Whilst the two approaches share some similarities, they also differ in key areas. Although both models use Bluetooth to register a user’s contact with others nearby, the decentralized model relies heavily on the devices to operate privately, referencing a central server but ultimately delivering alerts between the two parties. In contrast, the centralized model that NHSX had originally opted for would rely on a central database to issue these alerts. It is also worth noting that, whereas the NHSX app is its own entity, Apple and Google are simply providing an API that can be tailored by governments all over the world.
The UK is one of only a few countries to attempt the centralized model. Germany originally favored this approach before it made a sudden U-turn, whilst France has received a letter from hundreds of security experts urging it to switch to the decentralized model. One can only assume that the UK has faced similar pressures, which have led to the appointment of Zuhlke to assess whether a German-style U-turn may be worthwhile.
Despite some initial positive feedback that the NHSX app was lightweight, unobtrusive, and intuitive, many would agree that it would be wise to reconsider and adopt Apple and Google’s decentralized API approach instead and so, without further ado, here are five reasons why NHSX should consider making the switch:
• Misuse. The 2016 public poll that attempted to name the Natural Environment Research Council’s new polar research ship Boaty McBoatface should act as a stark warning to government officials that relying on the general public can be dangerous. Both proposed models could indeed be subject to misuse, abuse, and potential cyberattacks. However, the decentralized approach does seem to have an additional failsafe by allowing healthcare providers to issue a unique key when the user is diagnosed, which can then be entered into the app, rather than taking the user’s word as gospel.
• Bluetooth Issues. Apple and Google had previously opted not to allow constant Bluetooth signals amid concerns over organisations using targeted ads but, as they own their operating systems, they have been able to adapt for this specific scenario. The NHSX app, however, has to “wake up” every time it comes into contact with another user, which could drain the user’s battery and also lead to missed interactions, resulting in further spreading of the virus.
• Operating in a Silo. After considering that many other countries have opted for Apple and Google’s decentralized API approach and the fact that they are trusted household names with almost 99% of the mobile operating system market between them, it begs the question as to why the UK would buck the trend and go it alone. It is yet unknown how the NHSX app would interact with other apps but concerns have been raised as to how it would work alongside other apps simultaneously using Bluetooth or location-based services.

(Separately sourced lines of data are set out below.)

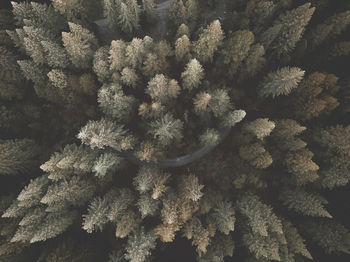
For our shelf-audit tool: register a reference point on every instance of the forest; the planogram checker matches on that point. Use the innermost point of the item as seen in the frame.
(175, 130)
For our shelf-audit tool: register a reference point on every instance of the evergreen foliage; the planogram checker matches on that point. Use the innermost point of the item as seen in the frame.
(142, 122)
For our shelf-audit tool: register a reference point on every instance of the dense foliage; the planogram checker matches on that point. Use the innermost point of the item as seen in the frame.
(248, 98)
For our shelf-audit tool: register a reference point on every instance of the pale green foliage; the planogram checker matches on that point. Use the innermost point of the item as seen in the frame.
(151, 179)
(254, 62)
(208, 42)
(32, 216)
(38, 15)
(73, 159)
(117, 53)
(75, 191)
(166, 130)
(97, 215)
(147, 205)
(210, 137)
(14, 210)
(121, 200)
(265, 229)
(18, 156)
(114, 103)
(33, 72)
(262, 247)
(145, 177)
(32, 43)
(53, 225)
(190, 187)
(236, 49)
(106, 164)
(129, 77)
(55, 55)
(161, 89)
(139, 245)
(219, 103)
(182, 30)
(281, 81)
(224, 216)
(259, 216)
(33, 192)
(101, 64)
(305, 203)
(149, 7)
(122, 14)
(105, 133)
(292, 27)
(193, 74)
(134, 52)
(80, 44)
(182, 49)
(58, 78)
(260, 128)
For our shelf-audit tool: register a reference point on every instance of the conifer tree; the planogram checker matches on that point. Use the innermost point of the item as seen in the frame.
(193, 74)
(18, 156)
(149, 7)
(292, 27)
(208, 42)
(139, 245)
(281, 82)
(80, 44)
(11, 83)
(105, 133)
(182, 49)
(167, 129)
(305, 203)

In this instance, it seems logical to rely on the experts to avoid such issues.
• Voluntary. Although both models are voluntary (and by no means am I advocating for a mandatory app), concerns surrounding the previous points made will inevitably estrange some members of the general public and this is without factoring in those who don’t have a mobile phone or don’t always carry it on their person. Professor Christophe Fraser, at Oxford University, has reportedly claimed that the app will need to be downloaded by 60% of the general public to be successful. That target is indeed achievable, exemplified by just over 67% voting in last year’s general election, but this will indeed be a test of the public’s trust in our government. In any case, it would make sense to go with the option that is most popular in the public eye to encourage widespread adoption, which seems currently to be the decentralized model.
I’d like to end by saying that, regardless of whichever option the UK runs with, I sincerely hope that it is successful. Despite some of the issues listed above, I for one will be downloading the app once it has been released to the wider community and would urge others to do the same. Those who do download the app will be putting their trust not only in the UK government but also the tech suppliers involved and their neighbors and so one can only hope that this trust is not betrayed.